俺はその姿を見ながら膝を曲げて七色の視線に合わせた。

それから見つめる。

七色は俺の視線に涙を浮かべたまま見る。

そして頭に手を添える。


「七色。本当に有難うな今まで。世話になったな。.....感謝しているぞ」


「.....」


七色は納得がいかない、という感じで俺を見てくる。

そして唇を噛んだ。

その姿を見ながら.....俺は妹をふと思い出す。


春と宝珠と七色の姿も。

妹とかもこんな感じだったな、と。

それから冨樫さんを見る。


「.....こんな俺でも役に立てますかね」


「.....それはどういう意味だい?」


「.....俺.....役に立てるなら役に立ちたいと思いました。七色の姿を見て、です」


「.....勿論。君を.....全力でサポートするよ。私は。

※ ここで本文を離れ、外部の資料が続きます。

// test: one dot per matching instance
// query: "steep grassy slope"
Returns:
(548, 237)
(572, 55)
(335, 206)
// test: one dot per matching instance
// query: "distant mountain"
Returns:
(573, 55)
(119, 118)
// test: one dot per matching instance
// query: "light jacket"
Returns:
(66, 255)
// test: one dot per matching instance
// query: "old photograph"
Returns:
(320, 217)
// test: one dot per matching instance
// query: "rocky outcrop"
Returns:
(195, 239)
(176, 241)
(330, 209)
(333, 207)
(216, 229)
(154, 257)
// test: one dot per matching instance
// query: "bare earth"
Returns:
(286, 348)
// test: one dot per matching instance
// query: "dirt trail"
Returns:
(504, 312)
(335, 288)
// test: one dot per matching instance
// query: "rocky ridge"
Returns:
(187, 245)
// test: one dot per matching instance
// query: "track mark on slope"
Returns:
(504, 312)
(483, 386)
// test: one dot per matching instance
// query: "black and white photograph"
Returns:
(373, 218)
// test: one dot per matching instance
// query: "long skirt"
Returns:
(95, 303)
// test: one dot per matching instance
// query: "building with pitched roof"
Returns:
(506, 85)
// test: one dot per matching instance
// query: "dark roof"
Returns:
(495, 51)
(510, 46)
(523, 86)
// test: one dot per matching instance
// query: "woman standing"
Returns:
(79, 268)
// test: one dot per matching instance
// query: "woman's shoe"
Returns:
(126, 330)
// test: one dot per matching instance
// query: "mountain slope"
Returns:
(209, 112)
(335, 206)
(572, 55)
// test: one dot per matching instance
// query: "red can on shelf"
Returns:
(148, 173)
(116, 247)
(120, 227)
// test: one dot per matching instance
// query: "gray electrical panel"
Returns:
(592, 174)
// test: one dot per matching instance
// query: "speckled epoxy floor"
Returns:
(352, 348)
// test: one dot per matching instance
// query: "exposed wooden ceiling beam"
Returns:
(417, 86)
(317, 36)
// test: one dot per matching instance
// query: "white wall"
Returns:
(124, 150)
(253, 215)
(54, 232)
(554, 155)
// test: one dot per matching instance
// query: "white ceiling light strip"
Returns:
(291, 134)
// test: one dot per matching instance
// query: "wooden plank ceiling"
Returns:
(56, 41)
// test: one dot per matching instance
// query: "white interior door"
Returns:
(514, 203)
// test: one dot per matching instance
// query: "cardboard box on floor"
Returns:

.....君に負荷が掛からない様になるだけ配慮する」


「.....」


じゃあ俺.....役に立ってみたいです。

と冨樫さんに告げる。

冨樫さんは目を丸くしながら俺を見る。

本当に良いのかい?、とである。

俺は頷く。


「.....春と七色が悲しむ姿を見て.....諦めるのもな、と思いました。.....だから頑張って見ます」


「.....君は.....やっぱり.....」


そこまで言い掛けて冨樫さんは首を振った。

それから.....俺を柔和な目で見てくる。

本当に君は私の期待をいい意味で裏切ってくれる。

君が来てくれて良かった、と。

その様に言ってから笑みを浮かべた。


「.....役に立つ、か」


こんな俺でも.....役に立てるのか?

考えながら.....俺は顎に手を添える。

そして考えてみた。

ボロ雑巾でも役に立てる日が来るんだな、と。